Introduction

Adapt one of your recommendation systems to work with Apache Spark and compare the performance with your previous iteration. Consider the efficiency of the system and the added complexity of using Spark. You may complete the assignment using PySpark (Python), SparkR (R) , sparklyr (R), or Scala.

#Required libraries

library(recommenderlab)  
library(tictoc)          
library(sparklyr)        
library(dplyr)           
library(tidyr)           
library(ggplot2)        


# Set up data frame for timing
timing <- data.frame(Method=character(), Training=double(), Predicting=double())

Data Set

The data set is a product ratings set for beauty products sold on Amazon.com. It was downloaded from Kaggle.com (https://www.kaggle.com/skillsmuggler/amazon-ratings).

ratings <- read.csv(paste0("https://raw.githubusercontent.com/ErindaB/Data-612/master/Ratings.csv"))

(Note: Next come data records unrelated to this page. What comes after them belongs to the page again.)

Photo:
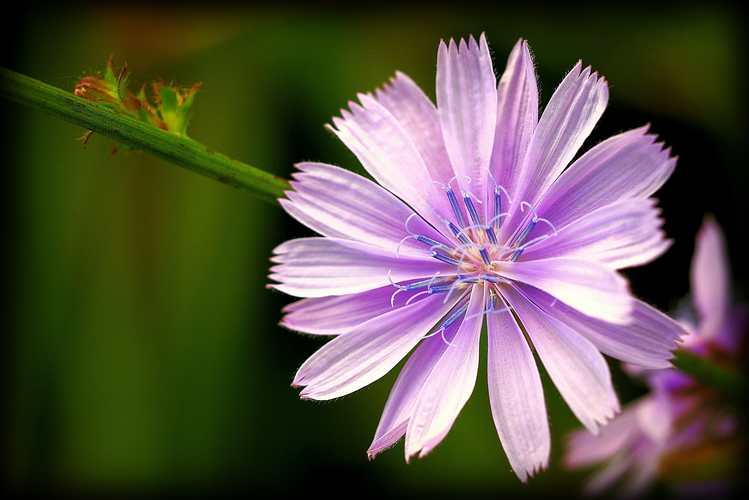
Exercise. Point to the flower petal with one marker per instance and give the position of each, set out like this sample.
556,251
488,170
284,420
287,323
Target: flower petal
517,116
467,106
366,353
590,287
626,166
710,278
516,396
316,267
624,234
417,114
449,384
386,151
585,449
568,119
341,204
578,370
337,314
402,399
647,341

ALS Model Using recommenderlab Package

# Data prep
RMatrix <- sparseMatrix(as.integer(ratings$UserId), as.integer(ratings$ProductId), x = ratings$Rating)
colnames(RMatrix) <- levels(ratings$ProductId)
rownames(RMatrix) <- levels(ratings$UserId)
amazon_ratings <- as(RMatrix, "realRatingMatrix")
# Train/test split
set.seed(88)
evaluation <- evaluationScheme(amazon_ratings, method = "split", train = 0.8, given = 5, goodRating = 3)
train <- getData(evaluation, "train")
known <- getData(evaluation, "known")
unknown <- getData(evaluation, "unknown")
# Training
tic()
modelALS <- Recommender(train, method = "ALS")
train_time <- toc(quiet = TRUE)
# Predicting
tic()
predALS <- predict(modelALS, newdata = known, type = "ratings")
predict_time <- toc(quiet = TRUE)

timing <- rbind(timing, data.frame(Method = "recommenderlab", 
                                   Training = round(train_time$toc - train_time$tic, 2), 
                                   Predicting = round(predict_time$toc - predict_time$tic, 2)))

# Accuracy
accALS <- calcPredictionAccuracy(predALS, unknown)

ALS Model Using Spark

# Connection
sc <- spark_connect(master = "local")

# Prepare data
spark_df <- ratings
spark_df$UserId <- as.integer(spark_df$UserId)
spark_df$ProductId <- as.integer(spark_df$ProductId)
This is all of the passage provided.